Marine organisms frequently experience pH fluctuations but prolonged periods of depressed pH can cause considerable harm (Knutzen, 1981), therefore, the scrubber discharge pH recovery must occur very rapidly. This paper is structured as follows: in Section 2, we describe 17-AAG datasheet mathematical fluid flow and chemistry models that describe the behaviour of acidic jets and plumes in an alkaline environment. In Section 3, design solutions are proposed to satisfy the necessary IMO MEPC guidelines for acidic discharges which take into account the discharge acidity, required flow rate, seawater alkalinity, ship power, the size of the discharge
port and dilution prior to discharge.
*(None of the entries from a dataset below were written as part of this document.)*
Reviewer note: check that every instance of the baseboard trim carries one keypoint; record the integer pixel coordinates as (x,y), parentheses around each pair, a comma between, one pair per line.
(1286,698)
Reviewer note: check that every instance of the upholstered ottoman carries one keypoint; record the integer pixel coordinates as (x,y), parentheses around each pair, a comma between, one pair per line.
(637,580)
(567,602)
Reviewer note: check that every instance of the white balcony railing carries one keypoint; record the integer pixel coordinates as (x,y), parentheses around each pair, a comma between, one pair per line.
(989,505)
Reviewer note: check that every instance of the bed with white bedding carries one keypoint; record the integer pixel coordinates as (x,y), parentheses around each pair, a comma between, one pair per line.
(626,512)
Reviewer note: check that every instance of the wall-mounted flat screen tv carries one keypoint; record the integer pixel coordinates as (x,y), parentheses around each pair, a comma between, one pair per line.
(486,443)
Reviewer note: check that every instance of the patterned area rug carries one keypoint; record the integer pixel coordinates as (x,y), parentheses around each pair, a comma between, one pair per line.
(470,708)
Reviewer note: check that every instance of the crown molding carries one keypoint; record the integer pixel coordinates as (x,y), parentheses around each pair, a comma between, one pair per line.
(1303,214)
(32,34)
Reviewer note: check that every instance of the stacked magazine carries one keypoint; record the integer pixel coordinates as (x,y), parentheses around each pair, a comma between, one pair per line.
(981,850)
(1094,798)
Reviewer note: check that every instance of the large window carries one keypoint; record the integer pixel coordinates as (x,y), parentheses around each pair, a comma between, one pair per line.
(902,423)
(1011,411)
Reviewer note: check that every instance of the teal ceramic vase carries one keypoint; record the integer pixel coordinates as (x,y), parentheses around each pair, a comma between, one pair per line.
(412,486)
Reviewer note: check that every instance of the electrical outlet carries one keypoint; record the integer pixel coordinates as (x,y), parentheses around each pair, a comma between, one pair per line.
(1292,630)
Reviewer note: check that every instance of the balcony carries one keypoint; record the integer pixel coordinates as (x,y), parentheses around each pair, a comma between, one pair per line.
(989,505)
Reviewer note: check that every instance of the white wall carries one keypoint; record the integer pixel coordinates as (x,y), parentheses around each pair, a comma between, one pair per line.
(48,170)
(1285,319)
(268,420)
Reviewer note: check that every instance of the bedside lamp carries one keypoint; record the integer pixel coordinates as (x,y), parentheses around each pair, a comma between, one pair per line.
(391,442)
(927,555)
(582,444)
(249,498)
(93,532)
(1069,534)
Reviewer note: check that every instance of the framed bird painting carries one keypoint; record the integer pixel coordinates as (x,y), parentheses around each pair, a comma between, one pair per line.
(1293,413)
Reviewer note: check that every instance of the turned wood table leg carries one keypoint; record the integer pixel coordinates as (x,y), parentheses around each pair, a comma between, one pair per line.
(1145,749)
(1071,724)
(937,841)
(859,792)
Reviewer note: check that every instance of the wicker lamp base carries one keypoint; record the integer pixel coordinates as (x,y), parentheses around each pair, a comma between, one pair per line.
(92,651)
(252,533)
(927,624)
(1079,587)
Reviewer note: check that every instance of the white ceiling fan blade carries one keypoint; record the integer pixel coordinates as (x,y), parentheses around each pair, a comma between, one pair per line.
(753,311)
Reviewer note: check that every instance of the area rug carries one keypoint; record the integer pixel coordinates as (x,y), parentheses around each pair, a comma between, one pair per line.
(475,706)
Conclusions are presented in Section 4 and the titration procedure that is critical to determining the seawater buffering capacity is described in Appendix A. Consider a scrubber
generating an acidic effluent from seawater with a volume flux QsQs and acidity Cas. Onboard the ship, the wash water may be diluted with an additional QwQw resulting in a total volume flux Q0=Qs+QwQ0=Qs+Qw at the point of discharge. The onboard see more dilution factor DonboardDonboard and the resulting acidity Ca0 at the point of discharge are equation(1a,b) Donboard=QwQs,Ca0=(Cas-Cb0)QsQs+Qw,where Cb0 is the alkalinity of the ambient seawater. The inclusion of DonboardDonboard may be useful to ensure pH recovery in especially low seawater alkalinity regions. At the outlet why Q0Q0 can be increased with a larger number of nozzles N equation(2) Q0=Qs(1+Donboard)=πb02u0N,where b0b0 is the radius of the nozzle and u0u0 is the discharge velocity. Between the wash water leaving the ship and reaching a distance of 4 m, the fluid has been diluted by a factor of DjetDjet. The total dilution (DTDT) that has occurred from the scrubber to the distance of 4 m from the discharge nozzle is equation(3) DT=(1+Djet)(1+Donboard)-1.DT=(1+Djet)(1+Donboard)-1.In
a time averaged jet DjetDjet indicates the amount of dilution on the jet centre line, a region where dilution will be at it’s lowest. Two characteristic velocities are of importance in this problem, the flow velocity in the discharge pipes upup and the discharge jet velocity u0u0 at the nozzle. The constraint on the flow within the pipe is that cavitation does not occur, requiring that the pressure P satisfies equation(4) P=Pa+ρgh-ρup22>Pv,where PvPv is the cavitation pressure of the water, PaPa is the atmospheric pressure, ρρ is the the density of the water, g is acceleration due to gravity and h is the depth of discharge. Observations on the phenomena of cavitation were first published by Reynolds (1873). The potential to cavitate depends on water depth, water quality and the smoothness of the pipe internal surface. The flow speed can be increased by reducing the friction coefficient of the pipe through e.g. acrylic coating.